Seit der Historisch-Taktischen Tagung im Jahr 2019 wurde in der Deutschen Marine das Twittern entdeckt. Nach der Ankündigung des damaligen Inspekteurs, nun auch auf Twitter präsent zu sein, meldete sich kurzerhand auch Bobzin, um die Geschichte der Marineflieger aus seiner Sicht zu erzählen. Dabei wollte er Transparenz erzeugen und ein breites Umfeld informieren: eigenes Personal, interessierten Nachwuchs, Öffentlichkeit und Politik. Sein Account wurde innerhalb der #miltwitter- Blase zum Erfolg und gilt als gutes Beispiel für ein erfolgreiches Bespielen der Sozialen Medien in der Bundeswehr. Themen rund um die Marinefliegerei bestimmen den Inhalt. Aber auch kontroverse Debatten wie die Gleichbehandlung in der fliegerischen Ausbildung wurden thematisiert. Für einen bunten Content wurden die Besatzungen der Luftfahrzeuge gebeten, Fotos und Videos zur Verfügung zu stellen. Scherzend hieß es ab und an, dass manchmal das Foto vor dem Auftrag stünde. Nun wird mit der Kommandoübergabe der Twitteraccount an den Nachfolger im Amt übergeben. Gerüchten zufolge ist die Ehefrau des scheidenden Kommandeurs über diesen Umstand nicht traurig.

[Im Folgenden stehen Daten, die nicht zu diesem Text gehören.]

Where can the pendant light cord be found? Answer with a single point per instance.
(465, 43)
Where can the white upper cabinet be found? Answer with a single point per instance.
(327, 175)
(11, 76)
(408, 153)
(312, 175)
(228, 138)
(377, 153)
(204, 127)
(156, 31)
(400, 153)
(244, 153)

Dem Seefernaufklärer P-3C Orion bleiben noch wenige Jahre, Foto: dan

Dem Seefernaufklärer P-3C Orion bleiben noch wenige Jahre, Foto: dan

Und nun?

Erfolgreich hat Sea-Lynx-Pilot Bobzin die materiellen Weichen für die Zukunft gestellt: Bord- und Ausbildungshubschrauber, Seefernaufklärer sowie unbemannte Systeme befinden sich im Zulauf. Auch an Effektoren und den Aufbau von Trainingsinfrastruktur ist gedacht. Jedoch stehen die schwierigsten Umsetzungen noch aus. Trotzdem befinden sich die Marineflieger wieder im Aufwuchs, ihre Kampfkraft steigt. Wenngleich die geplanten Zuläufe von Fluggerät und Bewaffnung optimistisch stimmen, bleibt bei Thorsten Bobzin die Sorge um den zeitgerechten Aufbau der finalen Konfiguration des Sea Tiger, da die für den operativen Einsatz unabdingbare Ausrüstung erst später nachgerüstet wird. Das wird das Leistungsspektrum des künftigen Bordhubschraubers der Marine für einige Jahre reduzieren. Die größere Herausforderung der nächsten Dekade besteht jedoch in der Personalregeneration. Gute Ideen gibt es bereits, aber wie immer bedarf es der Unterstützung sowohl bei der Nachwuchswerbung als auch bei der Flexibilisierung der Laufbahnen und der damit einhergehenden Vereinbarkeit von Familie und Beruf.